Jorge Stolfi (born 1950 in São Paulo) is a full professor of computer science at the State University of Campinas, working in computer vision, image processing, splines and other function approximation methods, graph theory, computational geometry and several other fields. According to the ISI Web Of Science, as of 2010 he was the most highly cited computer scientist in Brazil. Outside of academia, Stolfi has accrued an online following due to his skepticism and comments on Bitcoin.

== Early life and career ==
Jorge Stolfi was born in Vila Carrão, a suburb of São Paulo. His parents had immigrated to Brazil from the Veneto region of Italy only two years earlier, and so he spoke Venetian as his first language. He obtained an engineering degree in electronics (1973) and M.Sc. in applied mathematics (1979) from the University of São Paulo. From 1979 to 1988 he was a student of Leo Guibas at Stanford University, where he got a Ph.D in computer science. His PhD was funded by a CNPq grant from 1979 to 1983, then a research internship at Xerox PARC until 1985, and at the DEC Systems Research Center (SRC) until 1988. After obtaining his Ph.D. he became a research engineer at SRC.

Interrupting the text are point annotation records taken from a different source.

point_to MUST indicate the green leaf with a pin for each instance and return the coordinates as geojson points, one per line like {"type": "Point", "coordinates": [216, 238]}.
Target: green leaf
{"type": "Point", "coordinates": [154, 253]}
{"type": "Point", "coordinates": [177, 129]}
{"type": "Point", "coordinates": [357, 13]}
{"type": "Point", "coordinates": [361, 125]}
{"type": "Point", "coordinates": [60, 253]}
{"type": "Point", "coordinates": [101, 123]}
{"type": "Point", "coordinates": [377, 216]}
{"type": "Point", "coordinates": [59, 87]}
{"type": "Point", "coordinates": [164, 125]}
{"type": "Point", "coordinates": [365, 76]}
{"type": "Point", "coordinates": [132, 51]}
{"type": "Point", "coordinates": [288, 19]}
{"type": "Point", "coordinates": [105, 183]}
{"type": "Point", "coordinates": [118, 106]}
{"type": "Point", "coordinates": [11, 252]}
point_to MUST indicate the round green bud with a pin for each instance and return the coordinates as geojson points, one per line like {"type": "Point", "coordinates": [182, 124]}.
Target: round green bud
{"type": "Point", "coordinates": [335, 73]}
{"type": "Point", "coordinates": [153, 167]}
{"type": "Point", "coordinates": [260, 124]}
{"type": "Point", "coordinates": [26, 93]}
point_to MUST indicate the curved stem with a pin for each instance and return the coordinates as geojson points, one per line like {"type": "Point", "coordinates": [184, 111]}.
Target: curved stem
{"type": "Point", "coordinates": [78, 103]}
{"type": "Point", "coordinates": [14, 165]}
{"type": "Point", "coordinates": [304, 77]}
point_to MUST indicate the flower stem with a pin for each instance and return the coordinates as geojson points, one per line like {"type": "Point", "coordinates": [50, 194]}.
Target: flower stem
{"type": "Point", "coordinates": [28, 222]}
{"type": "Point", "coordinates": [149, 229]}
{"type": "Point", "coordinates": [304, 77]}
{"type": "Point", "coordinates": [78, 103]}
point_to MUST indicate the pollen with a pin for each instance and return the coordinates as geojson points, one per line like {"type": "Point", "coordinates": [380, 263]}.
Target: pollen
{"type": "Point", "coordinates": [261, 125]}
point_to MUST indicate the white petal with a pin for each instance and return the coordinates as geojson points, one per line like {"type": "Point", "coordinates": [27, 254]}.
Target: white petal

In 1992 he returned to Brazil to take a position at the Computer Science Department of the University of Campinas (UNICAMP), which later became the university's Institute of Computing. He was the institute's chairman from 2004 to 2008.

==Research==
While at Stanford, Leo Guibas and Jorge worked on the then-new field of computational geometry. Among other results they developed the quad-edge data structure for two-dimensional maps, the kinetic framework for computational geometry. Jorge's Ph.D. dissertation on oriented projective geometry was later published as a book. He also drew dozens of cartoons for the DEC SRC technical reports.

In 1992 Jorge collected and widely disseminated (through the historic DEC gatekeeper ftp archives and Prime Time Freeware) a set of wordlists that later formed the basis of the ispell resources (later myspell, currently part of OpenOffice.org and Mozilla as hunspell).

After moving to UNICAMP, Jorge developed affine arithmetic, a model for self-validated computation (which he had conceived in 1991), in collaboration with Marcus Andrade, João Comba, and Luiz Figueiredo.

At UNICAMP Jorge also worked with C. Lucchesi and T.Kowaltowski on finite state transducer technology for spell checking and other natural language processing tasks. With his student H. Leitão he developed an efficient algorithm for pottery fragment reassembly by multiscale outline matching, and analyzed the density of useful information contained in those outlines. He has also contributed to the study of the Voynich manuscript.

Since 2001 Jorge has been involved in efforts to raise public and government awareness about the insecurity of Brazilian electronic voting machines, which are of the direct recording electronic (DRE) type and therefore vulnerable to massive and undetectable software-based vote-stealing.

==Bitcoin skepticism==
Starting late 2013, Jorge took an active interest in the economics of cryptocurrencies. He became skeptical about its underlying soundness and chances of success and has been advising the Brazilian public against investment in bitcoin. In 2016 he submitted a letter to the SEC outlining what he perceives as similarities between Bitcoin and penny stocks or Ponzi schemes. In response, another person by the name of Colin Baird wrote the SEC to cast doubt on Stolfi's letters, without addressing any of Stolfi's arguments.

In 2021, Stolfi wrote a paper titled "Bitcoin is a Ponzi", in which he summarized the main characteristics of a Ponzi scheme, and its similarities with Bitcoin. The paper went viral after it was posted on HackerNews, a website frequented by computer programmers, where it received over 500 upvotes.